La chronologie des médias dans le monde du cinéma, c’est un peu comme la dispute sur les tâches ménagères d’un vieux couple, elle revient régulièrement sur la table et finalement rien ne change. En gros, certains voudraient redéfinir, si ce n’est remettre en cause, l’accord du 6 juillet 2009 selon lequel un film sort d’abord en salles, puis en DVD (au bout de quatre mois) et enfin à la télévision (au bout de 10 mois pour Canal + et de 12 mois pour les autres).

Netflix a relancé le débat à Cannes, refusant que deux de ses films, à la sélection officielle [The Meyerowitz Stories de Noah Baumbach et Okja de Bong Joon-Ho], sortent en salles. Aujourd’hui, Canal + voudrait pouvoir diffuser les œuvres six mois après leur sortie au cinéma, contre dix aujourd’hui. La chronologie des médias résistera-t-elle longtemps à la pression de certains acteurs ?

Un désastre ?

Netflix, Facebook et Amazon se mettent à investir et Canal + se sent en danger. Techniquement, la chronologie des médias s’applique aux films qui sortent en salles et c’est là que Netflix, par un tour de passe-passe, a réussi à outrepasser la règle. En empêchant qu’Okja sorte en salle, la plateforme a pu le proposer dans son catalogue. Sans cela, elle aurait dû passer par le circuit traditionnel et attendre 36 mois pour diffuser son film. Mais remettre en question l’accord, ce n’est pas si simple, car toutes les parties ont leur rôle à jouer : les distributeurs n’ont aucun intérêt à voir un film diffusé sur la chaîne cryptée au bout de 6 mois, tirant profit de la vente de DVD et VOD, les producteurs, de leur côté, ont besoin des financements de Canal + et la chaîne cryptée se sent menacée par le téléchargement illégal. Qu’est-ce qu’on a fait au bon Dieu aurait été téléchargée 4,2 millions de fois avant de passer sur la chaîne du groupe, souligne Maxime Saada, le directeur général du groupe Canal +, dans une interview au JDD ce week-end.
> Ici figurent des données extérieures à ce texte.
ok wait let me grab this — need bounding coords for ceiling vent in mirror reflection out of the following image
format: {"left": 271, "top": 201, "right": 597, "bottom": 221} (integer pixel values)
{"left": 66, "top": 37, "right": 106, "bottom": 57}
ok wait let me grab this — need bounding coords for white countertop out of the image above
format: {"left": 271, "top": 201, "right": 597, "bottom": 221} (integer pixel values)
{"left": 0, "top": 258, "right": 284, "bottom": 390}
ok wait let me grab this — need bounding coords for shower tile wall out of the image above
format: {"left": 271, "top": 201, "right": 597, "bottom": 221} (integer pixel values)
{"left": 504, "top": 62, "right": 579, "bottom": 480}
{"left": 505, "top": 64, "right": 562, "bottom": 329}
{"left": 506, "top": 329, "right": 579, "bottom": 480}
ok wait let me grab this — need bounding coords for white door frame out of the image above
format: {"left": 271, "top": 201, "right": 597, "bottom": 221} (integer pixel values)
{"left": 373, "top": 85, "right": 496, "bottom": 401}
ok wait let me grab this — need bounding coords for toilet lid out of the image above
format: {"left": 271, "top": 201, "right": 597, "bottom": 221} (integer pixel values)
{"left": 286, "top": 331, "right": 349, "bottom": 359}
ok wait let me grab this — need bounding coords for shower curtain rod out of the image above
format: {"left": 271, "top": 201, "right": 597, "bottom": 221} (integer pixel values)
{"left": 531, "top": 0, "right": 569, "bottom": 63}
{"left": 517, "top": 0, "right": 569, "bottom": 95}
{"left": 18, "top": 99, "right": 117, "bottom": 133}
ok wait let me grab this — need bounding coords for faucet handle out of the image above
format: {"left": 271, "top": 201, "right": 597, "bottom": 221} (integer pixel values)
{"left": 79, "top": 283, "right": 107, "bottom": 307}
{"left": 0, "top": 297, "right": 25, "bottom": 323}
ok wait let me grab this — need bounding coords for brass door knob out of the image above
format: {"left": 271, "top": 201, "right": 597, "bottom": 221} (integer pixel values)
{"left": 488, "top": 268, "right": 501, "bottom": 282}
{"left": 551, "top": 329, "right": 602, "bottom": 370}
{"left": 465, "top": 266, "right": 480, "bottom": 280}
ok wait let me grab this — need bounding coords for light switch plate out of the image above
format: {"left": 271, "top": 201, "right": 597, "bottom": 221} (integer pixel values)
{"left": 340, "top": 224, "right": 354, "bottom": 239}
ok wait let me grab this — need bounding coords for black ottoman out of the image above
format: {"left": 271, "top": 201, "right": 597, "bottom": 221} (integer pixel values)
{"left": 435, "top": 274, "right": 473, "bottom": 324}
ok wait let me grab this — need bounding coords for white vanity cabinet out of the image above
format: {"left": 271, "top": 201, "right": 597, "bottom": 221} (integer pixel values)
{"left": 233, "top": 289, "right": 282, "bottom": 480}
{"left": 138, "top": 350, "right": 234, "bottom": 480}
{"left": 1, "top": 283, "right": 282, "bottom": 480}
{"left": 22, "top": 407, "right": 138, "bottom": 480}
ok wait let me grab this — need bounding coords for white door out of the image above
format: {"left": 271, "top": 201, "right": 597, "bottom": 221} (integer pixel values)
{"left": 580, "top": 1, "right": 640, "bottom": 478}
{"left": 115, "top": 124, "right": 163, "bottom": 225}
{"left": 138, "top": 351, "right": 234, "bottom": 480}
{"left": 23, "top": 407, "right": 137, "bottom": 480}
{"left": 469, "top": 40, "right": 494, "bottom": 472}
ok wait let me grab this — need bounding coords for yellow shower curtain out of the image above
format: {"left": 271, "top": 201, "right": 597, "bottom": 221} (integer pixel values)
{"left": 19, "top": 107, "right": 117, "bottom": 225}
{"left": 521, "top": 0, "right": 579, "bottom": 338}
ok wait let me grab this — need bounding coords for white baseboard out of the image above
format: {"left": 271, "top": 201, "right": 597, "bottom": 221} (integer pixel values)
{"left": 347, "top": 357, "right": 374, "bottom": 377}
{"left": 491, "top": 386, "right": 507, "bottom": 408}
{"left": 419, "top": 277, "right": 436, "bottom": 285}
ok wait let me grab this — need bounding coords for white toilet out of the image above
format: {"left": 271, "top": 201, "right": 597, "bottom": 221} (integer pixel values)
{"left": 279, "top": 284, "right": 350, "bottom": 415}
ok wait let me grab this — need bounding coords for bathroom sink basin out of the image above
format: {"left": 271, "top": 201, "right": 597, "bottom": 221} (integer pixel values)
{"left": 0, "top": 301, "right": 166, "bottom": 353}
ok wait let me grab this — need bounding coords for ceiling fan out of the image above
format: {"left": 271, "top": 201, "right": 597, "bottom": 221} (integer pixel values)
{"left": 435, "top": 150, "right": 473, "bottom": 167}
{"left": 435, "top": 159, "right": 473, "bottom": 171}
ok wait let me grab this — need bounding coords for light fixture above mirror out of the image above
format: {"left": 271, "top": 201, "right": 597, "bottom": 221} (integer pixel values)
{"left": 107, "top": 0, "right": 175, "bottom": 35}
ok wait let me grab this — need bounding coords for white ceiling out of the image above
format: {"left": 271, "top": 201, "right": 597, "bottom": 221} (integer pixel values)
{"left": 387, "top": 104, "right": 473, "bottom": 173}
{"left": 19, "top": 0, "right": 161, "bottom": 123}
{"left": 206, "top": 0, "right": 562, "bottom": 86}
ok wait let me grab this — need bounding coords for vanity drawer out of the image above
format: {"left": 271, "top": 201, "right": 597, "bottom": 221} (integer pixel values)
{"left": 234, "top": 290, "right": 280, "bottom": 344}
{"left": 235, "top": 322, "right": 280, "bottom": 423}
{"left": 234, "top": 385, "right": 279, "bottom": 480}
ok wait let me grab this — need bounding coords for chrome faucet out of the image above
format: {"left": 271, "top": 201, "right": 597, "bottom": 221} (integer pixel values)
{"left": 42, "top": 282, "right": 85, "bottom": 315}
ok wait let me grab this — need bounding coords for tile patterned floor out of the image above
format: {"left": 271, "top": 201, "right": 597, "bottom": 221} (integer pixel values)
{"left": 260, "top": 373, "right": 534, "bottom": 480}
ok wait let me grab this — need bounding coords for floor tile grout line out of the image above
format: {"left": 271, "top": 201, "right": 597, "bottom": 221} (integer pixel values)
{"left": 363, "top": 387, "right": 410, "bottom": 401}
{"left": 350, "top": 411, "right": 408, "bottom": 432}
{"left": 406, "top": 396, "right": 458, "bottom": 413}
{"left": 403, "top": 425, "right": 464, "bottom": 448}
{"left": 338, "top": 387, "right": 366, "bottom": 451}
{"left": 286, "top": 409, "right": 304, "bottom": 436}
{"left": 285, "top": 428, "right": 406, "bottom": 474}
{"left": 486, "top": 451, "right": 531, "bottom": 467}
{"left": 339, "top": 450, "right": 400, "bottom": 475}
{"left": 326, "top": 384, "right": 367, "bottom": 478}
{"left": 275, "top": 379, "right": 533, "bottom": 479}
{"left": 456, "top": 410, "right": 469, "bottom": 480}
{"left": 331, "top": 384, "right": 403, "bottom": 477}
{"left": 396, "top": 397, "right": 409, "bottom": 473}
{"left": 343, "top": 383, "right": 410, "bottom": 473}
Si Canal + passait à 6 mois, les DVD et la VOD n’auraient plus que deux mois pour exploiter le film avant qu’il soit diffusé à la télévision. « Ce serait un désastre pour l’ensemble de la profession », insiste Jean Labadie, dirigeant de la société Le Pacte. L’adapter en fonction des circonstances, oui, mais pas question d’en faire pâtir les distributeurs. Et selon lui, la baisse des abonnés de Canal + est totalement liée au piratage mais aussi à son prix de vente devenu obsolète et à ses décisions depuis deux ans.

« C’est le système le plus vertueux au monde »

Les règles vont bouger (mais pas être révolutionnées). « La chronologie des médias est fondamentale, on a besoin d’une priorité pour la salle de cinéma, même si elle peut être renégociée, imaginer une VOD géolocalisée quand un film ne passe pas dans certaines villes de France », poursuit-il. Ou quand un film est très rapidement déprogrammé en salles, pourquoi pas. « C’est le système le plus vertueux au monde, le cinéma français a la chance de renouveler ses talents, mais on peut certainement l’adapter ». Et si, pour certains, la chronologie des médias alimente le téléchargement illégal, les pirates se replieraient sur des solutions illégales après avoir cherché des solutions légales, il n’est pas de cet avis. « Le piratage vient du fait qu’on est le seul pays à ne pas sanctionner un vol [Hadopi envoie deux avertissements avant de transmettre le dossier au tribunal] ».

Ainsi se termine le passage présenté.